The seat thefts are not particular to one location — they have occurred at malls and in front of homes, but certain cars have been targeted, he said.
“GMC full-size SUVs and Chevrolet vehicles like Suburbans are the most common,” Gomez said. “These are high-end cars.”
Workers at General Motors and Chevrolet body shops around Southern California all admitted how easy it is to steal the seats.
“They’re attached to the bottom floor, so all you have to do is release a button and they pop right out,” said Eferen Montes, who works in the parts department at GMC in Glendale.
“We do get quite a few calls of people who have had their seats stolen.”
Contributing to the rise of third-row seat thefts is GMC’s policy to make seats available only from the current year, Montes said.
“If someone wants a third-row seat from a car from another year, we have to build it from the ground up,” he said. “And that gets really expensive.”
Buying the seats through third-party places, like upholstery shops and swap meets, where they are worth between $1,500 and $2,000, is much less expensive, said Mike Gonzalez, who works at a Chevrolet body shop in Los Angeles.

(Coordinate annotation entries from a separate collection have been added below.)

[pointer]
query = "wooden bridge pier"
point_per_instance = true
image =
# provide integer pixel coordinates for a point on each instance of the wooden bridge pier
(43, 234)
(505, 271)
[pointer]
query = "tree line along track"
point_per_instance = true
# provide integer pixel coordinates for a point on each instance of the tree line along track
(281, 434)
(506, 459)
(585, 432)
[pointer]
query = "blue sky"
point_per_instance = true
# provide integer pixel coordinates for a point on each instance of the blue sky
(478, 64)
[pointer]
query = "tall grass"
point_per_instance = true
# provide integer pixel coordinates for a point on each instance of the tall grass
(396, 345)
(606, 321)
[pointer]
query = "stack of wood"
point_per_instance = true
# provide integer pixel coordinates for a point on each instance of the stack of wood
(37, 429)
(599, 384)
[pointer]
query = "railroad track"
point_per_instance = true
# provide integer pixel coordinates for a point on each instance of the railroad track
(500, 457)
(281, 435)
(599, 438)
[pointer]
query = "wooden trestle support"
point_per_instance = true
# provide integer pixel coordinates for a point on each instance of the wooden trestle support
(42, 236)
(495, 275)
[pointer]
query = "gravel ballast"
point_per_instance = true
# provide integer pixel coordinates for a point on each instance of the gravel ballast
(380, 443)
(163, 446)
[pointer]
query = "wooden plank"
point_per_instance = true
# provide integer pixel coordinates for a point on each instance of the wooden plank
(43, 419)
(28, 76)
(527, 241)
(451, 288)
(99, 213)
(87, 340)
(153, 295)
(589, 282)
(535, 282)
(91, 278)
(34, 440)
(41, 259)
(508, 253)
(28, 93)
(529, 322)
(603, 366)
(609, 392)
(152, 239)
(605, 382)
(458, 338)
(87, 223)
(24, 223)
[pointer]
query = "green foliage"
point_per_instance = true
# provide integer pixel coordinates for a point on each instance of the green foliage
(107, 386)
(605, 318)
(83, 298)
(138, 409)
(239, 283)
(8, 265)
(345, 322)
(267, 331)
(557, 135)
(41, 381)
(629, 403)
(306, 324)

In his body shop, Gonzalez sees third-row seats arrive there “piece by piece” as people come in looking for them, though he declined to say where the seats he sells come from.
Alex Salazar, director of service for the Los Angeles Chevrolet body shop, said his department has been touched by the theft as well.
“We’ve had two stolen from our stock,” he said. “Junkyards want to buy them and body shops sell them. A new [Chevrolet] seat could sell for up to $4,200.”